Altro aspetto interessante che il testo analizza è quello dell’ibridazione degli spazi. Le nuove iniziative di rigenerazione urbana (dai centri culturali polifunzionali alle piazze aperte, rimodellate e colorate) hanno scopi dichiarati di aggregazione sociale, ma non possono che essere anche fonte di guadagno per i privati che ci hanno investito del denaro. Per questo, all’interno o intorno ad essi, si creano attività commerciali essenzialmente legate al consumo di cibo. «L’istituzione culturale si deve trasformare in spazio ibrido con ristorazione per potersi rappresentare come un luogo non specializzato nella sua disciplina, non chiuso ma funzionale allo scambio, agli incontri, al mix di saperi progettuali. Questo lo rende meritevole agli occhi della politica e dei poteri filantropici che, finanziandolo, possono confermare la propria vocazione democratica, e grazie a questa copertura continuare indisturbati a tagliare il welfare e a concentrare la ricchezza».
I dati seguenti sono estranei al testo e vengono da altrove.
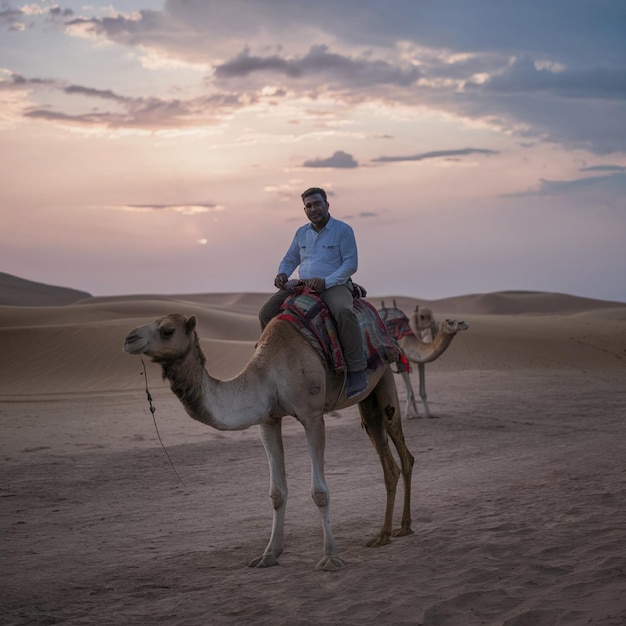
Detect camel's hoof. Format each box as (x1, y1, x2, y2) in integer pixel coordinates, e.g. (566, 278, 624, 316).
(366, 533, 391, 548)
(248, 554, 279, 568)
(393, 527, 415, 538)
(316, 556, 347, 571)
(407, 415, 421, 420)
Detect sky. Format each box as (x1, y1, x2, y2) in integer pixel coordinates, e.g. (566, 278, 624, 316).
(1, 0, 625, 302)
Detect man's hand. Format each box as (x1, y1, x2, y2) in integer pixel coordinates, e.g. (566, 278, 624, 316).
(274, 273, 289, 289)
(305, 277, 326, 293)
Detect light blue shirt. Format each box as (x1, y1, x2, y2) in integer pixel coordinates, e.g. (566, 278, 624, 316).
(277, 216, 358, 289)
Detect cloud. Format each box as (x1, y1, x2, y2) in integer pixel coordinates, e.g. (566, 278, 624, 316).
(303, 150, 358, 169)
(18, 75, 247, 129)
(373, 148, 499, 164)
(62, 1, 626, 66)
(3, 73, 56, 89)
(49, 7, 74, 18)
(64, 84, 128, 102)
(469, 55, 626, 100)
(580, 165, 626, 173)
(107, 203, 225, 215)
(215, 45, 421, 88)
(0, 7, 23, 31)
(66, 10, 165, 43)
(505, 171, 626, 198)
(1, 4, 73, 31)
(5, 1, 626, 153)
(339, 210, 379, 220)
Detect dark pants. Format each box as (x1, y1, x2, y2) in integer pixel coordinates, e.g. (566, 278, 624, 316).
(259, 283, 367, 372)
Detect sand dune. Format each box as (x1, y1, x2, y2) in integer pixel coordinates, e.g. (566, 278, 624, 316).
(0, 271, 91, 306)
(2, 274, 626, 624)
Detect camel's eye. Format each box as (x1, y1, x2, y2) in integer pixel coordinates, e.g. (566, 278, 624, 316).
(160, 327, 175, 339)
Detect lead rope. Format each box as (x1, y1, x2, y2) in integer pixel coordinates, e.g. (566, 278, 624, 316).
(140, 356, 186, 488)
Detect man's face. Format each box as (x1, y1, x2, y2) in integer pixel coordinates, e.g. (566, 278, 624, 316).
(303, 192, 329, 230)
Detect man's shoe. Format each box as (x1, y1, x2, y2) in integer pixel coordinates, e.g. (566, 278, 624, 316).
(346, 370, 368, 399)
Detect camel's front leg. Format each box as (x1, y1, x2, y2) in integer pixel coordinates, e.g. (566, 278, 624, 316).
(303, 416, 346, 571)
(400, 370, 420, 419)
(248, 421, 287, 568)
(418, 363, 434, 418)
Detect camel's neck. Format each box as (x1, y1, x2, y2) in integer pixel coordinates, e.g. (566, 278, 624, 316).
(399, 328, 455, 364)
(158, 346, 271, 431)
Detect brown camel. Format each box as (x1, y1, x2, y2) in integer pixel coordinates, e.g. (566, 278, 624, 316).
(379, 302, 469, 419)
(123, 311, 414, 570)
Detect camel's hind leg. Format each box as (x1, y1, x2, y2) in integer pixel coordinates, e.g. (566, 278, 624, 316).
(358, 367, 414, 546)
(380, 370, 415, 537)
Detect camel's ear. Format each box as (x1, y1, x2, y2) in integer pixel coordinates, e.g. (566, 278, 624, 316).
(186, 316, 197, 333)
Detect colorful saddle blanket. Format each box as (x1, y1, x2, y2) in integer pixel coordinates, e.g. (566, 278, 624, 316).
(277, 291, 405, 373)
(377, 302, 415, 373)
(377, 302, 416, 342)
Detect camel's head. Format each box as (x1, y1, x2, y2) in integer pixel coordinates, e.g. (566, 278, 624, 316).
(123, 314, 199, 362)
(409, 306, 469, 341)
(441, 319, 470, 335)
(414, 306, 436, 330)
(409, 306, 438, 342)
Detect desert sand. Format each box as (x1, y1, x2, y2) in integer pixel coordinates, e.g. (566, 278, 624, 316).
(1, 274, 626, 625)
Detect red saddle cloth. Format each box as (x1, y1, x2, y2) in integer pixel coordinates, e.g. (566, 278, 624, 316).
(276, 290, 405, 373)
(377, 303, 414, 373)
(377, 303, 416, 342)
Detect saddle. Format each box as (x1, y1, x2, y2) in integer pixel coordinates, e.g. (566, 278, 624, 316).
(276, 284, 405, 373)
(377, 300, 415, 373)
(378, 300, 416, 342)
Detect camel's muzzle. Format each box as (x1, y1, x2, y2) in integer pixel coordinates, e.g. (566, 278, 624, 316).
(123, 331, 145, 354)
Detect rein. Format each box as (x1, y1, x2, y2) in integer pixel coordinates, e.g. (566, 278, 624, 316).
(140, 356, 186, 488)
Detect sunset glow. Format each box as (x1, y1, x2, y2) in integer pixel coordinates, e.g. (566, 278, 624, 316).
(1, 1, 625, 300)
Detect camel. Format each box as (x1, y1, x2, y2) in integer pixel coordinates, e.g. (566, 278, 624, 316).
(123, 311, 414, 571)
(379, 302, 469, 419)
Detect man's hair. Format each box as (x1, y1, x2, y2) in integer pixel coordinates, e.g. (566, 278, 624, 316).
(301, 187, 327, 203)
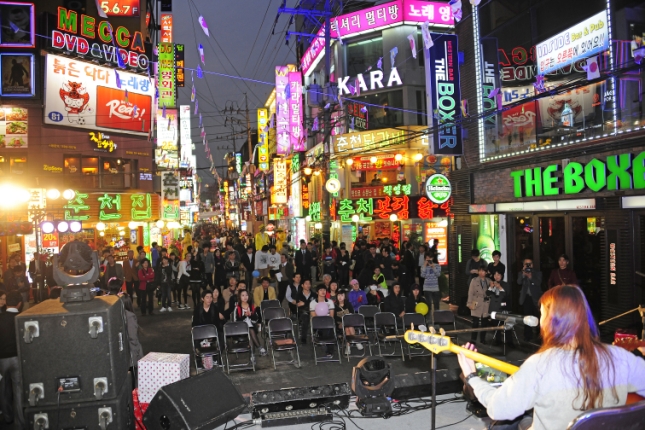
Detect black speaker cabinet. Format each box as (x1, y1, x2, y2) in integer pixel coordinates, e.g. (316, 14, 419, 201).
(143, 370, 247, 430)
(16, 296, 131, 406)
(391, 370, 462, 400)
(25, 372, 134, 430)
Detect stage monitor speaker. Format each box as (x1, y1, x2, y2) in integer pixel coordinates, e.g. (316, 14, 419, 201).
(143, 370, 246, 430)
(391, 370, 462, 400)
(16, 296, 131, 407)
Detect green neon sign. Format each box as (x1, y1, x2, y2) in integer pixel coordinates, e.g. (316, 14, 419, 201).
(511, 152, 645, 198)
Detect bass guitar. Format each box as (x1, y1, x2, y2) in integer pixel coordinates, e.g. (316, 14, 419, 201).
(404, 330, 645, 404)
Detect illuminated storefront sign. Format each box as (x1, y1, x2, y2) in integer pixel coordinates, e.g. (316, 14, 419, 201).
(235, 153, 243, 174)
(158, 42, 176, 108)
(425, 174, 451, 204)
(0, 2, 35, 48)
(160, 13, 173, 43)
(179, 105, 193, 168)
(272, 160, 288, 204)
(351, 186, 385, 199)
(275, 66, 290, 155)
(89, 131, 116, 152)
(425, 222, 448, 265)
(0, 53, 35, 97)
(44, 54, 153, 135)
(301, 0, 454, 75)
(384, 184, 411, 196)
(510, 152, 645, 198)
(536, 11, 608, 76)
(349, 155, 401, 171)
(332, 126, 428, 154)
(429, 33, 462, 155)
(52, 191, 158, 221)
(50, 7, 149, 71)
(338, 67, 402, 95)
(336, 196, 450, 221)
(161, 171, 180, 220)
(175, 44, 185, 87)
(258, 108, 270, 171)
(101, 0, 140, 16)
(288, 71, 306, 151)
(155, 109, 179, 170)
(302, 182, 310, 215)
(347, 102, 369, 130)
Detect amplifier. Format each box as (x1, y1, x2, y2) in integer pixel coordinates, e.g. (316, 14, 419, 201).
(259, 407, 332, 428)
(16, 296, 131, 407)
(391, 370, 462, 400)
(251, 383, 351, 421)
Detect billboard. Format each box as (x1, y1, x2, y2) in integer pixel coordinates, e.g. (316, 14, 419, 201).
(156, 109, 178, 170)
(0, 106, 28, 148)
(288, 71, 305, 151)
(275, 66, 290, 155)
(429, 33, 462, 155)
(0, 53, 34, 96)
(179, 105, 194, 168)
(44, 54, 153, 135)
(0, 1, 35, 48)
(158, 42, 176, 108)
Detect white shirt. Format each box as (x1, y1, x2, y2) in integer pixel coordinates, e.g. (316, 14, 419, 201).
(255, 251, 268, 269)
(267, 252, 281, 270)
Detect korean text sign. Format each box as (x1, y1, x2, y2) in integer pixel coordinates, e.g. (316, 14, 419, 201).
(44, 54, 153, 135)
(275, 66, 290, 155)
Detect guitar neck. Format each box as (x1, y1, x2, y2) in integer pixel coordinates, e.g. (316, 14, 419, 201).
(448, 344, 520, 376)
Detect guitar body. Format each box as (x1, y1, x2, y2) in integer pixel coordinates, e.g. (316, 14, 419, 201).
(613, 339, 645, 404)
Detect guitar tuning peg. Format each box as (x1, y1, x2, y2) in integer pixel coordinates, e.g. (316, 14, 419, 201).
(429, 327, 436, 334)
(439, 328, 446, 336)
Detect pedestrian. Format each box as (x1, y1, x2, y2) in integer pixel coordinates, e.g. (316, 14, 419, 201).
(157, 256, 174, 312)
(518, 258, 543, 342)
(189, 255, 204, 309)
(422, 254, 442, 323)
(177, 253, 191, 309)
(468, 267, 491, 345)
(137, 259, 155, 316)
(123, 250, 139, 303)
(0, 291, 25, 429)
(296, 280, 315, 344)
(213, 248, 226, 291)
(547, 254, 578, 289)
(337, 247, 351, 286)
(487, 250, 506, 281)
(200, 244, 215, 291)
(278, 253, 294, 305)
(466, 249, 488, 285)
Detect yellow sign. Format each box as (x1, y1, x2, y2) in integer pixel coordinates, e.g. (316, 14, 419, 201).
(258, 108, 269, 171)
(89, 131, 116, 152)
(272, 160, 288, 204)
(43, 164, 63, 173)
(331, 126, 429, 154)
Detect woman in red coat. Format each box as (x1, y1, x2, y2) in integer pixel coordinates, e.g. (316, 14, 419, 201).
(137, 259, 156, 316)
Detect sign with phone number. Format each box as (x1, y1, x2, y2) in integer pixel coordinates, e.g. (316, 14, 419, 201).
(101, 0, 141, 17)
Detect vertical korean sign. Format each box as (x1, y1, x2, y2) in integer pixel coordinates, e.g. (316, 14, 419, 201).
(161, 14, 173, 42)
(257, 108, 269, 171)
(429, 33, 462, 155)
(179, 105, 193, 168)
(272, 160, 288, 204)
(161, 171, 180, 220)
(156, 109, 178, 169)
(158, 42, 176, 108)
(275, 66, 290, 155)
(288, 71, 305, 151)
(175, 44, 185, 87)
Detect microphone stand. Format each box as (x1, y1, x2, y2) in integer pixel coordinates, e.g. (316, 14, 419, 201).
(598, 305, 645, 340)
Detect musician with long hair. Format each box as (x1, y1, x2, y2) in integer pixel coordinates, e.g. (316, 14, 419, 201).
(458, 285, 645, 430)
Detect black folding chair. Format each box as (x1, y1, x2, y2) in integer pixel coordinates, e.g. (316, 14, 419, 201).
(374, 312, 405, 361)
(268, 317, 301, 369)
(262, 307, 286, 338)
(432, 310, 457, 331)
(567, 399, 645, 429)
(191, 325, 222, 372)
(260, 299, 282, 313)
(310, 316, 341, 365)
(342, 313, 372, 361)
(358, 305, 379, 345)
(223, 321, 256, 374)
(402, 313, 431, 359)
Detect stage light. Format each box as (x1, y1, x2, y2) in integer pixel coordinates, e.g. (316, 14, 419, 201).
(70, 221, 82, 233)
(345, 158, 354, 166)
(370, 156, 377, 164)
(352, 215, 360, 223)
(96, 222, 106, 231)
(351, 357, 394, 416)
(41, 222, 55, 234)
(394, 154, 403, 162)
(62, 189, 76, 200)
(46, 189, 61, 200)
(57, 221, 69, 233)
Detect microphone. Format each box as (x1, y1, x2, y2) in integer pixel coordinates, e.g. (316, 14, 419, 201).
(490, 312, 539, 327)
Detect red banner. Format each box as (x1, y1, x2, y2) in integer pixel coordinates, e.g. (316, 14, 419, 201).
(96, 87, 152, 133)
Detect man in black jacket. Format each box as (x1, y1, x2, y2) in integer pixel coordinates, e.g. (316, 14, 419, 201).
(295, 240, 313, 281)
(401, 243, 417, 295)
(240, 246, 255, 288)
(295, 280, 315, 344)
(0, 291, 25, 429)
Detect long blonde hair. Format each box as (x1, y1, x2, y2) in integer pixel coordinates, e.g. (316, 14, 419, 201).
(538, 285, 617, 410)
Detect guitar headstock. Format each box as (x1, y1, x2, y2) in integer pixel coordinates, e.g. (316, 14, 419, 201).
(404, 330, 452, 354)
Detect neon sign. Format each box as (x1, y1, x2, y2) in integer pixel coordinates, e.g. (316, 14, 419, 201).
(337, 196, 450, 221)
(89, 131, 116, 152)
(62, 191, 156, 221)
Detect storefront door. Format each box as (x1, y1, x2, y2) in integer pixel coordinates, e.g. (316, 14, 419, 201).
(538, 216, 566, 291)
(571, 216, 604, 322)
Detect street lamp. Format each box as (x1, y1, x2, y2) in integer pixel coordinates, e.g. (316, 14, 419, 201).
(345, 158, 354, 166)
(46, 189, 60, 200)
(96, 222, 106, 231)
(304, 167, 313, 176)
(370, 156, 378, 164)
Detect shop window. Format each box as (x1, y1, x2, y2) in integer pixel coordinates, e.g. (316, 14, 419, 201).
(64, 157, 81, 175)
(351, 90, 403, 130)
(101, 157, 125, 189)
(346, 37, 383, 77)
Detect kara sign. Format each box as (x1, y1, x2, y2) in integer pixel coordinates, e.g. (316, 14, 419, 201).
(511, 152, 645, 198)
(51, 7, 149, 72)
(536, 11, 609, 76)
(338, 68, 402, 95)
(425, 174, 451, 204)
(301, 0, 454, 75)
(429, 33, 462, 155)
(44, 54, 153, 135)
La trasformazione di ambiti cittadini in spazi ibridi risponde anche all’obiettivo di produrre consenso nelle fasce di abitanti meno abbienti e di neutralizzare l’antagonismo di alcuni centri sociali, attraverso il loro coinvolgimento in progetti per il miglioramento della vita dei quartieri, realizzati in buona parte con la sovvenzione di privati. Nel Modello Milano si sta lentamente annullando la distinzione fra pubblico e privato. Nel processo di «rigenerazione orientata al lusso e alla rendita il Comune sta perdendo, uno dopo l’altro, tutti i centri sportivi e le piscine pubbliche, le biblioteche pubbliche, i mercati comunali». Centri di svago, prima popolari, con l’ingresso di privati, cui l’ente pubblico demanda indispensabili e costose opere di manutenzione, si sono trasformati in location di lusso, adatte ad ospitare eventi e mostre.

È così possibile concludere che il risultato del passaggio da una Milano produttiva a una Milano attrattiva sia stato quello di rendere, a parità di reddito, i suoi cittadini più poveri che altrove. Cittadini in teoria attratti, in realtà allontanati.